The range for growth this year has been adjusted to between 1.8 and 3.6 percent, from 1.8 to 3.1 percent last September, the WTO said. “Overall I think that, while there are some reasons for cautious optimism, trade growth remains fragile and there are considerable risks on the downside. Much of the uncertainty around the outlook is political,” Azevedo said. “We need to keep strengthening the system, delivering new reforms, and resisting the erection of new barriers to trade.”

The WTO has repeatedly revised preliminary estimates over the past five years as predictions of economic recovery proved overly optimistic.  Global trade grew by an usually low 1.3 percent in 2016, the slowest pace since the financial crisis, failing to match even its revised forecast of 1.7 percent of last September. “The poor performance over the year was largely due to a significant slowdown in emerging markets where imports basically stagnated last year, barely growing in volume terms,” Azevedo said.

In 2018, global trade is forecast to grow by between 2.1 percent and 4 percent in WTO’s latest analysis. “A spike in inflation leading to higher interest rates, tighter fiscal policies, and the imposition of measures to curtail trade could all undermine higher trade growth over the next two years,” Azevedo warned.

WTO said that clarity was still needed on President Donald Trump’s trade policies, while making a general appeal to resist protectionism. “We should see trade as part of the solution to economic difficulties, not part of the problem,” he said.

President Trump has made reducing U.S. trade deficits a key focus of his economic agenda to try to grow American manufacturing jobs. He has taken particular aim at renegotiating trade relationships with China and Mexico.

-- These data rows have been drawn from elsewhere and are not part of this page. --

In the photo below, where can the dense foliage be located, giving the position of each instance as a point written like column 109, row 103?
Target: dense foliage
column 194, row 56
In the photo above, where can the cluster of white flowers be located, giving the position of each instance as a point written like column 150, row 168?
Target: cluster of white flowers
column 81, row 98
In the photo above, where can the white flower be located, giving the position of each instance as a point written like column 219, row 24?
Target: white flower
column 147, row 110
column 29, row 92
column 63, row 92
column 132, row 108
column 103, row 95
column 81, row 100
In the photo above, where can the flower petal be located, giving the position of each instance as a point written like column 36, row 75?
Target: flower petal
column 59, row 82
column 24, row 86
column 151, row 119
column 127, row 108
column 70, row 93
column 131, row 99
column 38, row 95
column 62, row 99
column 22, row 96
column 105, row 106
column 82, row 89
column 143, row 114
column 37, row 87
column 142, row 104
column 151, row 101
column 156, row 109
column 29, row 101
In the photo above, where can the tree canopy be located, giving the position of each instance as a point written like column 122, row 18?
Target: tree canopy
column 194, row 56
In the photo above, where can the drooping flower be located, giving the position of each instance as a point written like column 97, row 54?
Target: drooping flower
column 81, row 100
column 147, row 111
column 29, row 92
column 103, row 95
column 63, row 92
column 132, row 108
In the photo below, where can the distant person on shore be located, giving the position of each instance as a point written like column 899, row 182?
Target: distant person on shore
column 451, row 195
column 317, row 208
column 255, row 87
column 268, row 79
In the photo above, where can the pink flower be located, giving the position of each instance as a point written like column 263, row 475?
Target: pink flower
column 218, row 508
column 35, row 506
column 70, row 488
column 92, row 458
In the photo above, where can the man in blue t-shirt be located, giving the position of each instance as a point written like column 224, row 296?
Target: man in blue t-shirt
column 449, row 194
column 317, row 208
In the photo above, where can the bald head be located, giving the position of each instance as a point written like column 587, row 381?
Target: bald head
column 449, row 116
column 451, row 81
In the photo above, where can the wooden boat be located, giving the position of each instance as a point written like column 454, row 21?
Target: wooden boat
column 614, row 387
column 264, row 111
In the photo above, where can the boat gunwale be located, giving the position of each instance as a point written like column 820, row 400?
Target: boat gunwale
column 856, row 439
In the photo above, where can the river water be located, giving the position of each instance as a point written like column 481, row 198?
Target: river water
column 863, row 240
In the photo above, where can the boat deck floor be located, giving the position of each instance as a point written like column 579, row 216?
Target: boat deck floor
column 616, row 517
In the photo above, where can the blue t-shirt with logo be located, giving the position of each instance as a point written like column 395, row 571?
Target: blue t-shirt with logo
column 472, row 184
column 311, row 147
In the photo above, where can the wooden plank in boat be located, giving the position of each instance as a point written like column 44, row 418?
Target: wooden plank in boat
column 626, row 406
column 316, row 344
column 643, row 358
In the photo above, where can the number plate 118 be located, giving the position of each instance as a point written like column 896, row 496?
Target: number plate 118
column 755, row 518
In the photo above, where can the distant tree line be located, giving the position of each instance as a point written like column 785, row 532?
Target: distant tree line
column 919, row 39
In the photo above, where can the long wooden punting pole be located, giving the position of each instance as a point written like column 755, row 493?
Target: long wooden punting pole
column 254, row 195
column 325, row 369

Azevdo said he is awaited confirmation of the new U.S. Trade Representative (USTR) nominee Richard Lighthizer. “We are waiting to see the new trade team really in place, waiting for the new USTR to be confirmed so that we can have a more meaningful dialogue.  At this point in time we don’t have that. We are still waiting to see how the trade policy itself is going to shape up in the United States.”